К ночи сшила тонкий лён, скрыла от глаз листья и стебли, окунула иглу в дурман да и сделала последний шов по-чёрному. Дальше работа пойдёт ещё тоньше, ещё тише – утренняя, рассветная, по росе, по живой воде.

Князь как лежал на выметенном полу, так и оставила его Альга – ушла в клеть, где аромат травяной не остыл. Там и задремала. А под утро взялась за белые швы. Споро, накрепко, паутинной нитью, лесной лунной пряжей. К полудню почувствовала, ощутила, как дрожит под пальцами лён, и бьётся что-то внутри, и стебли вытянулись, окрепли, и, словно на рёбрах кожа, натянулось на них полотно…

Напоила огонь вином.

Когда вздрогнуло, глухо перестукнуло, а потом мерно, тревожными крыльями стрекозиными забилось сердце, она отошла от своего князя, распростёртого на полу. Приложила пальцы к губам, ладони к горящим щекам прижала. Тук-тук. Тук-тук. На всю избу отдавалось, всю голову заполнило… тук-тук. Тку-тку. Тку тебя, судьбу твою тку. Или ты – мою.

Отдёрнула занавески – свежее солнце полилось в горницу, словно и не осень на дворе встала, а лето вернулось горячим печёным яблоком. Лён выбеленный заиграл болезненным румянцем, словно изнутри тяжестью, теплом, жизнью налился.

Так оно и было. Так и было оно.

Да только в последнюю минуту испугалась Альга. Зашевелился её князь, сжались пальцы, дрогнули веки, а она выбежала на крыльцо, опустилась на ступени спиной к двери; солнце горело на щеках, жгло руки, по плечам сыпало тёплым золотом.

А там, за нею, за дверью, за деревянной стеной избяной, пробуждался её страж, её князь, ею самой наречённый. Видела его, как наяву, хоть бы и сотня стен, сотня вёрст между ними лежала.
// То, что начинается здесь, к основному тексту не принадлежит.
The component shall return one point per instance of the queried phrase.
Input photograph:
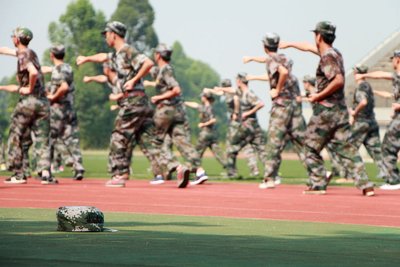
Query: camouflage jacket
(330, 65)
(126, 63)
(166, 81)
(26, 57)
(63, 73)
(364, 91)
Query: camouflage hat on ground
(309, 79)
(226, 83)
(271, 40)
(325, 27)
(23, 34)
(359, 68)
(242, 77)
(396, 53)
(80, 219)
(115, 26)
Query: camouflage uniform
(170, 118)
(233, 129)
(365, 129)
(133, 124)
(330, 123)
(30, 114)
(208, 135)
(80, 219)
(281, 121)
(63, 119)
(249, 132)
(391, 141)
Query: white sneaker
(390, 187)
(157, 180)
(267, 184)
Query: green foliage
(138, 16)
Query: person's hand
(24, 90)
(86, 79)
(246, 59)
(80, 60)
(129, 84)
(273, 93)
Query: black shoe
(78, 175)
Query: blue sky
(221, 32)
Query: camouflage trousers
(172, 120)
(366, 132)
(250, 153)
(64, 133)
(248, 133)
(295, 134)
(331, 125)
(390, 150)
(2, 158)
(133, 126)
(208, 139)
(30, 115)
(279, 130)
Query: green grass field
(28, 238)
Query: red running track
(237, 200)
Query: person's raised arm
(96, 58)
(302, 46)
(383, 94)
(97, 78)
(263, 77)
(191, 104)
(144, 69)
(12, 88)
(46, 69)
(375, 75)
(247, 59)
(8, 51)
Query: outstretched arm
(97, 78)
(191, 104)
(247, 59)
(263, 77)
(375, 75)
(302, 46)
(12, 88)
(97, 58)
(46, 69)
(383, 94)
(8, 51)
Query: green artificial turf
(28, 238)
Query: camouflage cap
(359, 68)
(325, 27)
(309, 79)
(242, 77)
(57, 49)
(115, 26)
(226, 83)
(23, 34)
(271, 40)
(209, 96)
(164, 50)
(396, 53)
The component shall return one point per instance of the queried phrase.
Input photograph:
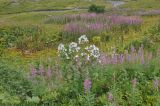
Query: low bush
(96, 9)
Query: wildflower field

Русые волны до плеч, цветом что медь да миндаль, в бровях изморозь, а у висков родинки, что мушки, и глубокая морщина по лбу, как трещина в сухой земле. А губы белые, нецелованные… Стоит князь, алеет корзно, серебрит оксамитовая нить, и кажется: взмахнёт рукой – и великая травяная метель по земле выстелет; взглянет – и луна выглянет полная и белая, что монета из мельхиора; слово молвит – и сделаешь всё, что велит, не посмев и мига промедлить.

Грянул гром среди ясного неба, закружились над избой тучи, заплакали горькой ледяной водой. Деревенские попрятались, ставни позакрывали, русалки на реке от чёрной запруды прочь поплыли. Альга, дрожа, в избу поднялась. Загоняла её горькая вода в дом, к князю своему, к делу рук своих. Впервые она человека вышила, мастерством своим оживила.

Так взгляни, швея, на него! Иди!

Вздохнула, толкнула дверь в горницу твёрдой рукой. Солнце выкатилось из-за леса, по пути на закат глянуло ей в лицо, рассмеялось веснушками.

– Здравствуй, княже.

А он стоит в осеннем зареве, в солнечном костре, позади за окном сосны гнутся и ветер горит листьями, жар-птицы кричат в кронах, и всё золото сказок встаёт за его спиной, узорчатое, витражное, извилистое, что тропа, страшное, что полночь.